Alexandre : L’expérience que nous proposons sur la Barge 166 vient en fait de la conjugaison de trois éléments clés et structurant pour nous : aller travailler dans des chais extrêmement humides, dans la tradition des early landed anglais, analyser l’impact du vieillissement dynamique sur nos spiritueux (vous savez ce vieillissement qui se fait en mouvement dans la plus pure tradition des fûts qui voyageaient en bateau pendant des semaines et des semaines entre les caraïbes et l’Europe) et de revisiter les techniques de vieillissement en petits fûts avec cette micro-oxygénation extrême.
Ces trois angles de recherche entrent dans une étude pour le livre que j’écris sur les techniques du maître de chai. C’est une recherche technique et un projet totalement expérimental, et nous avons voulu profiter de cela pour embarquer tous nos fans et leur dire : voilà, vous allez pouvoir faire partie de cette aventure gustative et technique ! C’est ça, la péniche, venez passer derrière le rideau et venez partager avec nous ce travail de recherche car nous pensons chez Ferrand que le savoir est plaisir.
La péniche se trouve donc aux portes de Paris devant l’Ile Saint-Germain. Nous avons complètement restauré une ancienne péniche Freycinet de 1948 en chai flottant, définition même du vieillissement dynamique en milieu humide. Cela permet de rendre complètement accessible aux amateurs de rhums, l’expérience d’accompagner eux-mêmes la maturation et l’évolution de leurs rhums ou cognacs. Nous proposons une sélection de 10 rhums Planteray et de 6 cognacs Ferrand à bord. Cette sélection est totalement exclusive !
Team RFP : Comment se déroule l’expérience, depuis la sélection du fût et du jus jusqu’à l’embouteillage ?

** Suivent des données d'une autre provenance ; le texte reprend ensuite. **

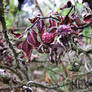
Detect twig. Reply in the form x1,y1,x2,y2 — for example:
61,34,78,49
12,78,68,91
0,0,19,67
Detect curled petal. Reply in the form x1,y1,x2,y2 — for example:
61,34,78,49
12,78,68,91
57,25,73,35
42,32,55,44
22,39,33,60
36,19,45,35
49,18,56,28
27,29,40,47
10,29,27,38
84,13,92,23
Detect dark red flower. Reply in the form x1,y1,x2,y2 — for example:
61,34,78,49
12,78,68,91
22,39,33,60
36,19,45,35
57,25,73,35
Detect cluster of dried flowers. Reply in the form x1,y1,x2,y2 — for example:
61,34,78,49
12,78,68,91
9,1,92,63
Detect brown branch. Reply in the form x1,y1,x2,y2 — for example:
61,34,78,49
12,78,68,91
0,0,19,67
0,65,23,80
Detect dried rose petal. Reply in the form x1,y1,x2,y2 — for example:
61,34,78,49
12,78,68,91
27,29,40,47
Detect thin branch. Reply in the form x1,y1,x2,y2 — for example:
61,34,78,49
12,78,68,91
0,65,23,80
72,22,92,30
0,0,19,67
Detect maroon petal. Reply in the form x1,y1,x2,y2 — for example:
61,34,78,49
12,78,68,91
27,29,40,47
11,31,21,38
36,19,45,35
22,39,33,60
84,13,92,23
49,18,56,28
49,19,56,33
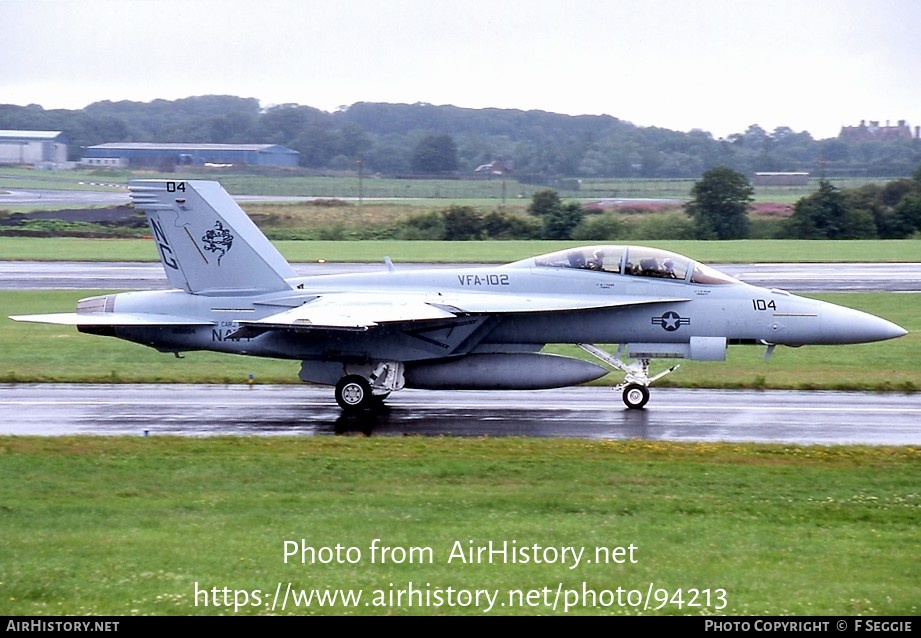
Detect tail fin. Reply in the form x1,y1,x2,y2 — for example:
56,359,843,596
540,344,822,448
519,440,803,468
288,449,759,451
128,179,295,295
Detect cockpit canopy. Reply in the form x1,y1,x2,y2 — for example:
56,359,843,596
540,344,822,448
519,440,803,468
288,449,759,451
512,246,739,284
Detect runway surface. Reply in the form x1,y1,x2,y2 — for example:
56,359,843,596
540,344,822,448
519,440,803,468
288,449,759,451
0,384,921,445
0,261,921,292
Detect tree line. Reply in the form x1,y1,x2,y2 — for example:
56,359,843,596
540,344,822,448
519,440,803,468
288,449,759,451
404,166,921,242
0,95,921,183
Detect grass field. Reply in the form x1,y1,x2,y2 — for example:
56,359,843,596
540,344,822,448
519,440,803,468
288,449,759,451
0,436,921,616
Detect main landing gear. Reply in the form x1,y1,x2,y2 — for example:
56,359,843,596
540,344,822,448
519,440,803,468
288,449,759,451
336,362,404,412
579,343,679,410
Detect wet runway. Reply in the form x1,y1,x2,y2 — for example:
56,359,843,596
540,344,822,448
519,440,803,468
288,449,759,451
0,384,921,445
0,261,921,292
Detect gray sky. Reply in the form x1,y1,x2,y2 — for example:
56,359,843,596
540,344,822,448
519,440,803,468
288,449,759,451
0,0,921,139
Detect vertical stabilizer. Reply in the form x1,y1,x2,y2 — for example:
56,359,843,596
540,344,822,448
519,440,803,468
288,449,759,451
128,179,295,295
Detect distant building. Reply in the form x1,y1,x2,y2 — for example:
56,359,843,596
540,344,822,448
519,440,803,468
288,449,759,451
752,172,809,186
80,142,298,168
0,130,67,168
838,120,918,142
473,160,515,175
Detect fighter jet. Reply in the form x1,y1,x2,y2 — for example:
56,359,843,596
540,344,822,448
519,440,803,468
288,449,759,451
12,179,906,412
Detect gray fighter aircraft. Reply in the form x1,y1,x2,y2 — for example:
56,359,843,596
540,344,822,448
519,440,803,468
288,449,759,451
12,179,906,411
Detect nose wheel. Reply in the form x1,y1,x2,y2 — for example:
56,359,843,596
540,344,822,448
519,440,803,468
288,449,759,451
623,383,649,410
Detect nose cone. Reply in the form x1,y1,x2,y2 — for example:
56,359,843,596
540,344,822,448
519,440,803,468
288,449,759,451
821,304,908,344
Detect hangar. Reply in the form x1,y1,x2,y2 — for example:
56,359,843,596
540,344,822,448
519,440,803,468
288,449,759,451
80,142,298,168
0,130,67,168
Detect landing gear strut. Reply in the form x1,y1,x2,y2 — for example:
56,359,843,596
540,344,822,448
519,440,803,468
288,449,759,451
579,343,679,410
336,361,405,412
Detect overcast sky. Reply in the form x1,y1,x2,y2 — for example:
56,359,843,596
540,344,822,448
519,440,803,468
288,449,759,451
0,0,921,139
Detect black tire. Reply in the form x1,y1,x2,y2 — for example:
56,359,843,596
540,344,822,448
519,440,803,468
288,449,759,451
624,383,649,410
336,374,374,412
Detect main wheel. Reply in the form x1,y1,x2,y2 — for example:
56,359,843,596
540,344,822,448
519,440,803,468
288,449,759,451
336,374,373,412
624,383,649,410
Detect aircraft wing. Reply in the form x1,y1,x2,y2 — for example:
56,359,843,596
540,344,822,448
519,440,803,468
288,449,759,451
10,312,214,326
239,292,687,330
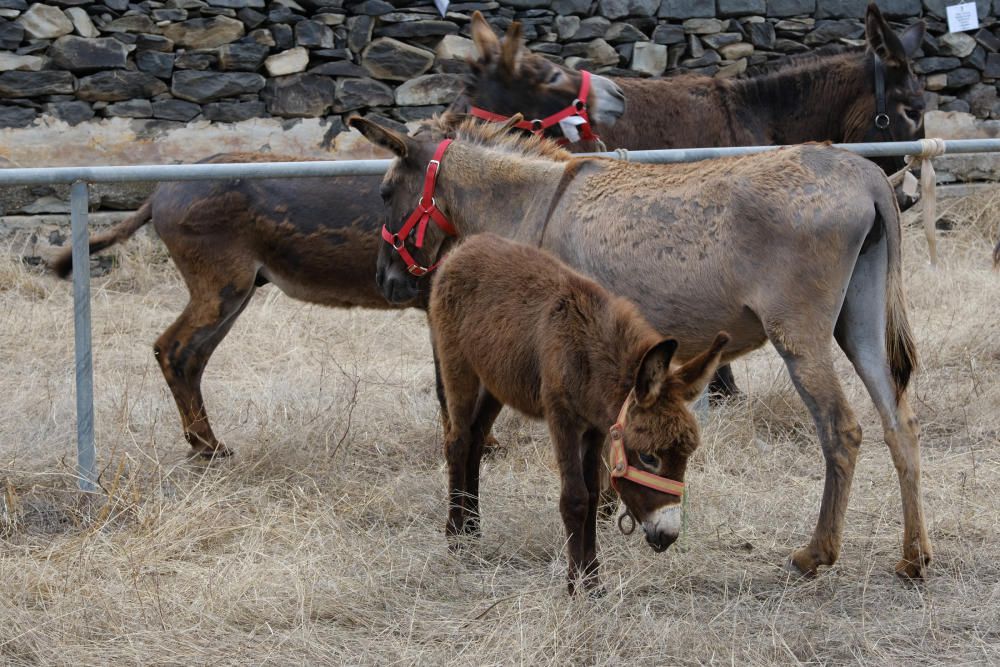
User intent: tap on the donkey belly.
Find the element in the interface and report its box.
[153,172,391,308]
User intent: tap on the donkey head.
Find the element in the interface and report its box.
[611,332,729,551]
[348,117,449,304]
[845,2,925,142]
[465,11,625,137]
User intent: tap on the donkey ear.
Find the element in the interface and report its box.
[634,338,677,407]
[500,21,521,75]
[865,2,906,67]
[676,331,729,401]
[347,116,410,158]
[472,9,500,65]
[899,21,927,58]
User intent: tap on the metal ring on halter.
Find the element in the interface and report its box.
[618,510,635,535]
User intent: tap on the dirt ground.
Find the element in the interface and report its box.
[0,190,1000,665]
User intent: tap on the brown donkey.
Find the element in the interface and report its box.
[352,119,931,577]
[464,3,924,394]
[464,3,925,168]
[52,154,392,457]
[428,234,729,593]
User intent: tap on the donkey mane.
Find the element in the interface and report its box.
[424,111,574,162]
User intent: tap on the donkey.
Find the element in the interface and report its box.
[428,234,729,593]
[465,3,925,395]
[464,3,925,167]
[52,154,390,457]
[351,117,931,577]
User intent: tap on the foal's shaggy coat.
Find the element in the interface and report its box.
[429,234,729,592]
[351,113,931,577]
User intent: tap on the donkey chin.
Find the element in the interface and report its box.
[642,505,681,553]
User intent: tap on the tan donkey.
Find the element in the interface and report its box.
[428,234,729,593]
[352,117,931,577]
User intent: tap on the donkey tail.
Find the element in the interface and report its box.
[875,179,918,398]
[49,197,153,278]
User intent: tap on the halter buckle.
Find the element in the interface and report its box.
[618,511,635,535]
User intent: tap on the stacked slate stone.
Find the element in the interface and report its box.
[0,0,1000,127]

Alexandre : Pour le moment, nous avons à bord des fûts de 30 litres en chêne français du Limousin fabriqués dans la région de Cognac. Mais, vous me connaissez, nous ne sommes pas à l’abri de proposer prochainement des fûts d’essences de bois différentes ! Ce sont des fûts neufs que nous avinons au préalable. Nous proposons plusieurs chauffes de bois suivant le profil aromatique recherché. Cette contenance permet une belle interaction entre le spiritueux et l’atmosphère humide du chai. Le nombre de bouteilles va dépendre du temps de vieillissement bien sûr, mais en moyenne, nous obtenons environ 55 bouteilles de 50cl à l’issue du processus de maturation sur la barge.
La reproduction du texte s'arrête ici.